The post-match press conference has yielded as many iconic moments as it has sporting clichés: I’m thinking of Kevin Keegan’s infamous ‘I will love it’ rant, former Leicester City manager Nigel Pearson’s ‘ostrich’ tirade, and, further afield, Mike Tyson’s ‘I wanna eat your children’. With the press conference come a fair share of gaffes. One understands, then, Naomi Osaka’s reluctance to engage in this high pressure format, which—depending whether win or loss—finds athletes either at their most exuberant heights or at their most vulnerable lows. It also gets coaches when they’re in the firing line. (And sometimes they come out with gloves off.) In every case, these individuals are at their most fatigued, sometimes their most despondent, making the the press conference at best a redundancy, at worst, a sadistic ritual.
Compounding this is the sexism that pervades the way male journalists tend to ask female sportsplayers questions in these settings, a tone which remains despite high profile figures like Andy Murray trying to correct male-centrism in the sports world. However, even though many fellow athletes are rushing to Osaka’s support, the tennis champion has also been subject to a surprising amount of criticism for refusing to undergo the tournament’s press circuit. Some have criticised her manner of announcing it publicly (without telling the tournament), while others—even sympathetic voices—argue that allowing one person to abstain from the press conference would give that player an unfair advantage, given how draining they are.
Self-confessedly shy, Naomi Osaka seems to have found herself in the midst of a battle that has rapidly escalated beyond what she intended. Indeed, the faultlines between those who herald her bravery and those who pillory her ‘diva behaviour’ are the now-quite predictable ones which form the battle lines between parties in other familiar cultural rows. It is a shame that this issue, which could have been resolved rationally and privately between player and tournament, has now attracted to it a host of other associations from the circumambient cultural atmosphere. In part, this is due to the way these stories circulate in social media—social media volatilises any circumstance like this, and journalists are always looking for a way to take stories off the sports pages onto the front page. In the world of today’s cultural factionalism, every thing is about everything else, Osaka has become both totem and taboo in one fell swoop.
For the left, she is now a brave campaigner for mental health. For the right, she is a ‘petulant madame’ (guess whose words) and a diva snowflake. But what does Osaka really want to say? That she is above all, I suspect—to paraphrase Notting Hill—just a tennis star, standing in front of a press corps, asking them to leave her alone.

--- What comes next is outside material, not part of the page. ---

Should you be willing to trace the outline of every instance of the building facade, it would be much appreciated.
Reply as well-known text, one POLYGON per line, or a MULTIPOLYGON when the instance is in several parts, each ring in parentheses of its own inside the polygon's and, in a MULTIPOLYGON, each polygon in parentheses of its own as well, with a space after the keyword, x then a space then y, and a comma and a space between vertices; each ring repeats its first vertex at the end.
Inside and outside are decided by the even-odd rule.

However fair her desire to stay out of the spotlight, Osaka might have inadvertently hoist her own petard when she waded into hot button cultural issues at the US Open—her BLM masks put her at the centre of a social media firestorm. Was that her goal? Surely part of the mixture that’s causing Osaka distress is the expectation—not just from members of the press but from the broader public—that sports stars also be political spokespeople for good. There is a large, corporate apparatus behind Naomi Osaka’s public persona—Nike has sponsored her since 2019, and though I am not doubting the sincerity of her desire to be a vessel for change, it is particularly rich that Nike are further pushing her further into the public eye, paradoxically now that she has announced her desire to get away from it, by describing her as a ‘champion of mental health.’
I suspect, if they asked her, Nike would find Osaka does not really want to be a champion of anything other than tennis. I still remember her response at the US Open when asked about the meaning behind her wearing #BlackLivesMatter masks. Her response—despite her obvious sincerity and desire to use her platform for good—suggested a deep discomfort with answering the question. You could tell she felt out of her depth.
It is not just the format of the press conference then that causes athletes distress. Rather, it’s the entire apparatus of stardom that is built up around people who are trained to do one thing, and expected to be another set of things—advocate, role model, spokesperson, campaigner, and champion of the people all-in-one. There is also a rich tradition of sports people becoming public figures by declining to be a public figure, like Caesar denying the crown three times, and profiting from it. I can’t help seeing this as just one more turn of the publicity screw along a pre-existing cultural faultline. I also can’t help feeling like that’s not what Naomi Osaka wants. Or better, needs.